Hellbender merupakan film beralur lambat yang bisa kita nikmati kalau kita bisa bersabar menontonnya. Tapi bersabar mengikuti alur lambat adalah hal yang mudah kalau gaya visual filmnya sangat artistik dan enak dilihat seperti yang bisa kita lihat dalam Hellbender. Film ini juga bukanlah film horror murni yang bisa menakut-nakuti penonton. Mungkin satu-satunya vibe menyeramkan dari film ini hanya ada pada pembuka dan penutup film. Mengingat bahwa Hellbender adalah proyek DIY penuh passion dari satu keluarga pembuat film, tidak banyak komplain yang bisa saya ajukan.

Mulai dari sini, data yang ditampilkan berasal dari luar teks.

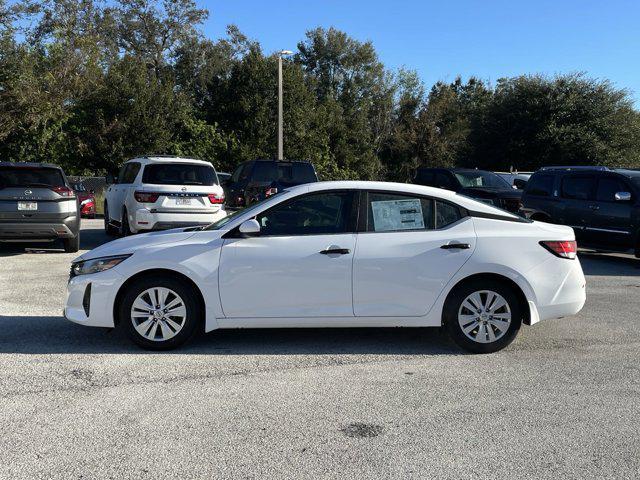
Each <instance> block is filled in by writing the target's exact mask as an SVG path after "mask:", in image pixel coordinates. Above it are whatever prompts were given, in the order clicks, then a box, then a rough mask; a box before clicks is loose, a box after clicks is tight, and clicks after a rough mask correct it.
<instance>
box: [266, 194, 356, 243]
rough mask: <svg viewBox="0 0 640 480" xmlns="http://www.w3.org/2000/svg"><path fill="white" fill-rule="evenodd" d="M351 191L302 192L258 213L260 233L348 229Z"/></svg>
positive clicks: (288, 232) (306, 233)
mask: <svg viewBox="0 0 640 480" xmlns="http://www.w3.org/2000/svg"><path fill="white" fill-rule="evenodd" d="M351 205H352V194H351V193H350V192H331V193H321V194H313V195H306V196H304V197H301V198H298V199H295V200H293V201H290V202H287V203H285V204H284V205H278V206H276V207H273V208H272V209H270V210H268V211H267V212H264V213H262V214H260V215H258V217H257V220H258V223H259V224H260V228H261V232H260V234H261V236H274V235H286V236H290V235H327V234H336V233H343V232H345V231H347V229H348V223H349V218H350V214H351Z"/></svg>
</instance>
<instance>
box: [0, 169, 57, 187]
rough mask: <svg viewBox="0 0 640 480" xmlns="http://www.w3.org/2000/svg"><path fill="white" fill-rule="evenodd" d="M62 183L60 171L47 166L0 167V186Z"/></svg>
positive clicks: (5, 186) (28, 186)
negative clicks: (50, 167)
mask: <svg viewBox="0 0 640 480" xmlns="http://www.w3.org/2000/svg"><path fill="white" fill-rule="evenodd" d="M63 185H64V177H63V176H62V172H61V171H60V170H59V169H57V168H47V167H33V168H32V167H0V188H7V187H56V186H63Z"/></svg>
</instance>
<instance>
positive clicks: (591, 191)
mask: <svg viewBox="0 0 640 480" xmlns="http://www.w3.org/2000/svg"><path fill="white" fill-rule="evenodd" d="M522 204H523V208H522V212H523V213H524V214H525V215H526V216H527V217H529V218H531V219H532V220H540V221H543V222H550V223H558V224H561V225H569V226H571V227H573V229H574V230H575V232H576V240H577V241H578V244H579V245H580V246H582V247H587V248H592V249H595V250H605V251H621V252H623V251H628V250H632V249H633V250H635V254H636V256H640V245H639V243H638V235H639V230H640V171H636V170H624V169H610V168H607V167H545V168H542V169H540V170H538V171H537V172H536V173H534V174H533V175H532V176H531V178H530V179H529V182H528V183H527V186H526V188H525V190H524V194H523V196H522Z"/></svg>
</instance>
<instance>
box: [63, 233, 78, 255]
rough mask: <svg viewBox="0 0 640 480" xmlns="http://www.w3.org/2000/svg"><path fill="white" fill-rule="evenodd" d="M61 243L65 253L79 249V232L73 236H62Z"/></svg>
mask: <svg viewBox="0 0 640 480" xmlns="http://www.w3.org/2000/svg"><path fill="white" fill-rule="evenodd" d="M62 244H63V245H64V251H65V252H67V253H75V252H77V251H78V250H80V232H78V234H77V235H76V236H75V237H73V238H63V239H62Z"/></svg>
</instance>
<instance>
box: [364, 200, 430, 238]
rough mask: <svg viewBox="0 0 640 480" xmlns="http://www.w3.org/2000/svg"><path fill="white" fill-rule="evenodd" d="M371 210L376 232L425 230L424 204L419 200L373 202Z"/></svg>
mask: <svg viewBox="0 0 640 480" xmlns="http://www.w3.org/2000/svg"><path fill="white" fill-rule="evenodd" d="M371 210H372V212H373V229H374V230H375V231H376V232H388V231H391V230H416V229H420V228H424V217H423V215H422V203H421V202H420V200H419V199H417V198H416V199H408V200H384V201H380V202H371Z"/></svg>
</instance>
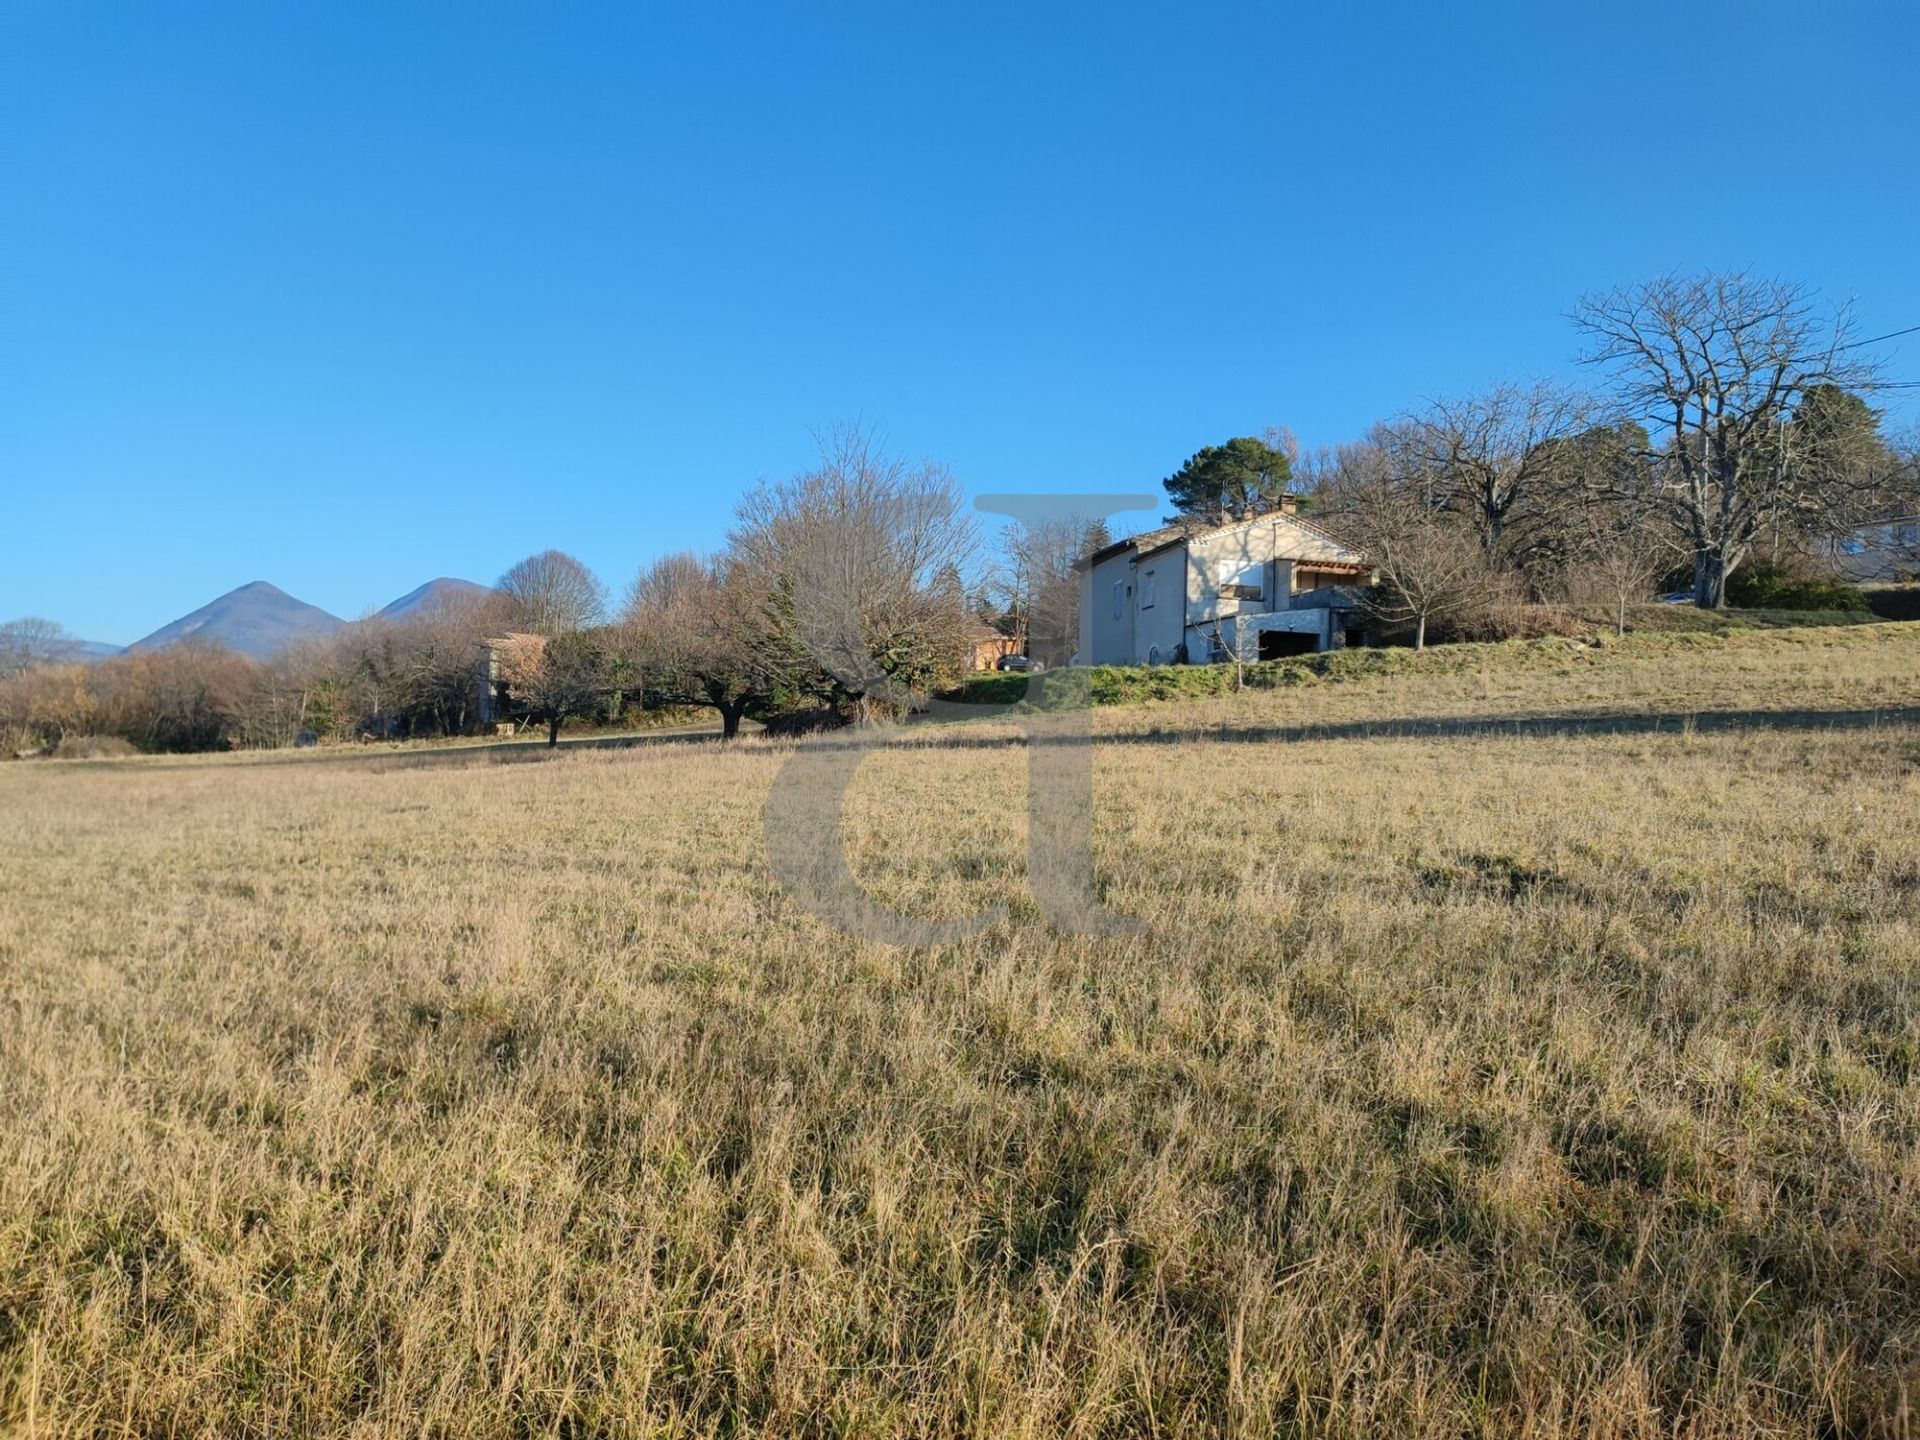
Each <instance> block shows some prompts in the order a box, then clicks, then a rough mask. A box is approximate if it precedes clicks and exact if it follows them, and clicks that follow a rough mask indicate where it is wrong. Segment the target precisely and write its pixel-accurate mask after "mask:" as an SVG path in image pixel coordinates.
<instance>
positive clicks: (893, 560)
mask: <svg viewBox="0 0 1920 1440" xmlns="http://www.w3.org/2000/svg"><path fill="white" fill-rule="evenodd" d="M735 515H737V520H735V526H733V532H732V536H730V549H728V559H726V564H728V568H730V572H732V574H735V576H739V582H741V595H743V597H745V595H755V611H756V614H758V618H760V620H762V622H764V626H766V630H768V632H770V637H768V643H766V655H768V657H770V659H774V660H776V662H778V664H780V666H781V668H783V672H785V676H787V678H789V680H791V682H793V684H795V687H797V689H804V691H810V693H818V695H824V697H826V699H831V701H837V703H849V705H852V707H854V708H856V710H858V714H860V718H862V720H872V718H876V716H877V714H881V712H900V710H904V708H908V707H910V705H912V703H914V701H916V697H920V695H924V693H925V691H927V689H929V687H931V685H933V684H937V682H939V680H943V678H948V676H952V674H958V670H960V668H962V664H964V655H966V643H968V624H970V616H968V607H966V589H964V586H962V580H960V576H962V572H964V570H966V566H968V564H970V561H972V559H973V549H975V543H977V528H975V522H973V515H972V511H970V507H968V503H966V497H964V495H962V492H960V486H958V484H956V482H954V478H952V474H948V472H947V468H945V467H939V465H931V463H924V465H908V463H906V461H902V459H897V457H891V455H887V453H885V451H881V449H879V447H877V445H876V442H874V440H872V438H870V436H868V434H866V432H862V430H860V428H856V426H841V428H837V430H833V432H829V434H828V436H826V438H824V440H822V445H820V465H818V468H814V470H808V472H806V474H801V476H795V478H793V480H787V482H781V484H772V486H760V488H758V490H755V492H753V493H751V495H747V497H745V499H743V501H741V503H739V509H737V511H735Z"/></svg>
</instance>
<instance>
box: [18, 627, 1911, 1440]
mask: <svg viewBox="0 0 1920 1440" xmlns="http://www.w3.org/2000/svg"><path fill="white" fill-rule="evenodd" d="M1096 728H1098V732H1100V733H1102V739H1104V743H1102V745H1098V747H1096V753H1094V770H1096V781H1098V803H1096V856H1098V876H1100V883H1102V891H1104V895H1106V900H1108V904H1110V906H1112V908H1116V910H1121V912H1125V914H1131V916H1137V918H1139V920H1140V922H1144V929H1142V933H1139V935H1131V937H1123V939H1077V937H1064V935H1056V933H1052V931H1048V929H1046V925H1044V924H1043V922H1039V918H1037V916H1035V908H1033V902H1031V900H1029V899H1027V895H1025V889H1023V866H1025V851H1023V833H1021V831H1023V799H1021V797H1023V774H1025V756H1023V751H1021V747H1020V745H1018V743H1012V741H1010V737H1008V733H1006V732H996V730H993V728H977V730H972V728H970V730H962V732H927V730H912V732H908V733H904V735H902V737H900V741H899V743H895V745H889V747H887V749H885V751H883V753H881V755H879V756H876V758H874V760H870V762H868V764H866V766H864V770H862V776H860V783H858V793H856V803H854V804H852V806H851V816H852V818H851V822H849V824H851V831H852V849H854V854H856V868H858V872H860V874H862V877H864V879H866V883H868V885H870V887H872V891H874V893H876V895H877V897H881V899H885V900H889V902H893V904H899V906H900V908H906V910H914V912H918V914H954V916H958V914H968V912H973V910H977V908H981V906H985V904H993V902H1008V904H1010V918H1008V920H1006V922H1004V924H996V925H995V927H993V929H989V931H987V933H985V935H981V937H975V939H972V941H964V943H956V945H950V947H943V948H931V950H900V948H887V947H881V945H874V943H864V941H854V939H849V937H843V935H839V933H835V931H833V929H829V927H826V925H824V924H820V922H816V920H812V918H810V916H808V914H804V912H803V910H801V908H799V906H797V904H795V902H793V899H791V897H789V895H785V893H783V891H781V889H780V887H778V885H776V881H774V879H772V876H770V872H768V864H766V847H764V837H762V829H760V812H762V806H764V803H766V793H768V787H770V785H772V781H774V776H776V772H778V770H780V766H781V764H783V762H785V758H787V756H789V755H791V747H781V745H774V743H768V741H743V743H739V745H737V747H735V749H722V747H718V745H685V743H680V745H674V743H657V745H643V747H636V749H630V751H593V753H588V751H580V753H564V751H563V753H561V755H559V756H555V758H551V760H541V762H530V764H490V762H482V760H476V758H474V756H465V758H463V756H455V758H453V760H447V762H436V764H432V766H424V764H422V766H409V764H401V762H399V758H397V756H380V758H376V760H361V758H330V756H324V755H321V756H300V758H252V760H250V758H232V760H127V762H96V764H60V762H42V764H12V766H4V768H0V1428H10V1430H12V1432H15V1434H33V1436H40V1434H48V1436H52V1434H115V1436H121V1434H138V1436H175V1434H179V1436H198V1434H209V1436H236V1434H276V1436H296V1434H300V1436H315V1434H326V1436H570V1438H576V1440H578V1438H582V1436H624V1434H636V1436H749V1434H751V1436H793V1434H804V1436H889V1434H918V1436H995V1438H998V1436H1050V1434H1077V1436H1116V1434H1127V1436H1188V1434H1233V1436H1242V1434H1244V1436H1265V1434H1298V1436H1655V1434H1661V1436H1665V1434H1684V1436H1755V1434H1766V1436H1809V1438H1811V1436H1910V1434H1916V1432H1920V1029H1916V1016H1920V991H1916V987H1920V626H1862V628H1853V630H1801V632H1778V634H1741V636H1730V637H1724V639H1711V637H1692V639H1688V637H1682V639H1674V637H1647V639H1644V641H1636V639H1630V641H1626V643H1609V645H1603V647H1599V649H1574V647H1569V645H1559V643H1546V645H1532V647H1486V649H1461V651H1457V653H1450V651H1436V653H1432V655H1428V657H1425V659H1423V660H1421V662H1417V664H1407V666H1404V668H1402V670H1400V672H1396V674H1388V676H1380V678H1357V680H1350V682H1342V684H1332V682H1319V684H1296V685H1288V687H1275V689H1261V691H1254V693H1244V695H1229V697H1217V699H1200V701H1181V703H1165V705H1146V707H1133V708H1110V710H1100V712H1096ZM956 741H960V743H956Z"/></svg>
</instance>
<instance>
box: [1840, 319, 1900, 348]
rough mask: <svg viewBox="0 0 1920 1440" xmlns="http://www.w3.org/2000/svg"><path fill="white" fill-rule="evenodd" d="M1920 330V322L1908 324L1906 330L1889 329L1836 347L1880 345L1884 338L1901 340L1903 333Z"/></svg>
mask: <svg viewBox="0 0 1920 1440" xmlns="http://www.w3.org/2000/svg"><path fill="white" fill-rule="evenodd" d="M1914 330H1920V324H1908V326H1907V328H1905V330H1887V332H1885V334H1876V336H1868V338H1866V340H1855V342H1851V344H1845V346H1836V349H1859V348H1860V346H1878V344H1880V342H1882V340H1899V338H1901V336H1903V334H1912V332H1914Z"/></svg>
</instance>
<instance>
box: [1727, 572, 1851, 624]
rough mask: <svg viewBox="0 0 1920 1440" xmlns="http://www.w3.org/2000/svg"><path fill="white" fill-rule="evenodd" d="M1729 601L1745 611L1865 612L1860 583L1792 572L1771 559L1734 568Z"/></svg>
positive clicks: (1729, 581) (1729, 595)
mask: <svg viewBox="0 0 1920 1440" xmlns="http://www.w3.org/2000/svg"><path fill="white" fill-rule="evenodd" d="M1726 603H1728V605H1738V607H1740V609H1743V611H1843V612H1851V614H1864V612H1866V609H1868V607H1866V597H1864V595H1862V593H1860V588H1859V586H1851V584H1847V582H1845V580H1834V578H1832V576H1805V574H1793V572H1789V570H1786V568H1782V566H1778V564H1774V563H1770V561H1755V563H1753V564H1749V566H1745V568H1741V570H1734V574H1732V576H1730V578H1728V582H1726Z"/></svg>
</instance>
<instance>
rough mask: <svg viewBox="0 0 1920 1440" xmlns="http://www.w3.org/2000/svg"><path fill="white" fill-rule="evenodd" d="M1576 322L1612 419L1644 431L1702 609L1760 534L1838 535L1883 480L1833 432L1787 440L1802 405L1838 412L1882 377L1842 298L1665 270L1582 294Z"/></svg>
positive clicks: (1840, 415)
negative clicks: (1596, 376) (1840, 405)
mask: <svg viewBox="0 0 1920 1440" xmlns="http://www.w3.org/2000/svg"><path fill="white" fill-rule="evenodd" d="M1572 319H1574V323H1576V324H1578V326H1580V328H1582V330H1584V332H1586V336H1588V340H1590V346H1588V353H1586V357H1584V359H1588V361H1590V363H1594V365H1597V367H1601V369H1605V371H1607V372H1609V374H1611V380H1613V397H1615V401H1617V403H1619V411H1620V415H1622V417H1628V419H1634V420H1638V422H1642V424H1645V426H1647V430H1649V434H1651V447H1649V457H1647V459H1649V461H1651V463H1649V467H1647V468H1645V470H1644V474H1645V476H1647V493H1645V495H1644V501H1645V503H1647V505H1649V507H1651V509H1655V511H1657V513H1659V515H1661V516H1665V518H1667V522H1668V524H1670V526H1674V528H1676V530H1678V540H1680V541H1682V549H1684V551H1686V553H1688V555H1692V561H1693V603H1695V605H1699V607H1701V609H1709V611H1716V609H1720V607H1722V605H1726V582H1728V578H1730V576H1732V574H1734V572H1736V570H1738V568H1740V566H1741V564H1743V563H1745V561H1747V559H1749V557H1751V555H1753V549H1755V545H1757V543H1759V541H1761V540H1763V538H1764V536H1768V534H1780V532H1784V530H1791V532H1795V534H1812V536H1818V534H1839V532H1843V530H1847V528H1849V526H1851V524H1857V522H1859V515H1860V513H1862V511H1864V509H1868V505H1870V493H1872V490H1874V486H1876V484H1884V480H1885V474H1884V470H1882V468H1880V467H1876V465H1874V463H1870V461H1866V463H1857V461H1855V459H1847V453H1849V447H1843V445H1839V444H1836V442H1834V438H1830V436H1828V438H1824V442H1822V444H1820V445H1818V447H1816V449H1814V447H1809V449H1803V453H1799V455H1795V447H1793V440H1795V413H1797V411H1809V409H1812V411H1820V417H1822V422H1830V420H1834V419H1836V417H1841V419H1843V417H1845V415H1849V413H1853V411H1851V409H1849V407H1837V405H1834V403H1832V399H1830V396H1832V394H1834V392H1836V390H1837V392H1849V394H1859V392H1862V390H1870V388H1872V386H1874V382H1876V378H1878V376H1876V371H1874V367H1872V363H1870V361H1868V359H1866V355H1864V353H1862V346H1860V342H1859V338H1857V336H1855V330H1853V321H1851V313H1849V309H1847V307H1839V309H1834V311H1826V309H1822V307H1820V305H1818V303H1816V300H1814V296H1812V292H1809V290H1807V288H1803V286H1797V284H1789V282H1784V280H1766V278H1757V276H1751V275H1741V273H1732V275H1699V276H1680V275H1668V276H1663V278H1659V280H1647V282H1644V284H1632V286H1624V288H1620V290H1609V292H1601V294H1594V296H1586V298H1584V300H1582V301H1580V305H1578V307H1576V309H1574V317H1572ZM1859 413H1862V415H1870V411H1866V409H1864V405H1862V407H1860V411H1859ZM1803 428H1805V426H1803ZM1859 453H1860V451H1859V447H1855V449H1853V455H1855V457H1857V455H1859Z"/></svg>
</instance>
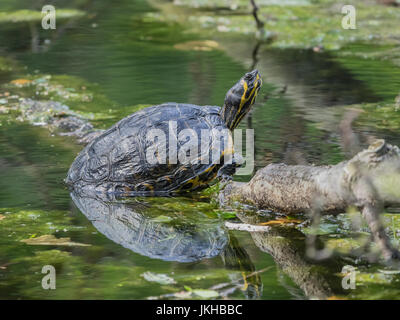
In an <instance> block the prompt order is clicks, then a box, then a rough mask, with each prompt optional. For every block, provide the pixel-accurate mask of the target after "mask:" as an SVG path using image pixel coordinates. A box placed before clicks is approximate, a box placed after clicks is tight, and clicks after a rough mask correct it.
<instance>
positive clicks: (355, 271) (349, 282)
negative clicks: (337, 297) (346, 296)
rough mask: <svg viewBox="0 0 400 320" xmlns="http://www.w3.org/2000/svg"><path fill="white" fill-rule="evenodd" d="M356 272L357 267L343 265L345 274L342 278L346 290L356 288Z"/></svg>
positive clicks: (344, 274) (342, 283) (344, 289)
mask: <svg viewBox="0 0 400 320" xmlns="http://www.w3.org/2000/svg"><path fill="white" fill-rule="evenodd" d="M356 272H357V269H356V268H355V267H353V266H350V265H346V266H343V268H342V274H344V277H343V279H342V288H343V289H344V290H349V289H352V290H354V289H355V288H356Z"/></svg>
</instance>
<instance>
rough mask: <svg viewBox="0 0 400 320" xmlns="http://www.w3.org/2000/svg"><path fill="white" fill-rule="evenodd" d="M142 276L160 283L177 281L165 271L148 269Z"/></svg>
mask: <svg viewBox="0 0 400 320" xmlns="http://www.w3.org/2000/svg"><path fill="white" fill-rule="evenodd" d="M142 277H143V278H145V279H146V280H147V281H150V282H157V283H159V284H175V283H176V281H175V280H174V279H173V278H171V277H169V276H167V275H166V274H163V273H154V272H150V271H147V272H145V273H143V274H142Z"/></svg>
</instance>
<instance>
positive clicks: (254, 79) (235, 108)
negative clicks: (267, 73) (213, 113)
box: [221, 70, 262, 130]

Beberapa ketidaksempurnaan minor dari film ini sangat bisa dimaklumi. Yang pasti untuk ukuran film independen berbajet terbatas, hasil akhir Hellbender sangat memuaskan dan imajinatif, dengan penulisan yang baik pula. Setelah menonton Hellbender, tentu saja saya akan menunggu karya-karya horror buatan keluarga Adams selanjutnya.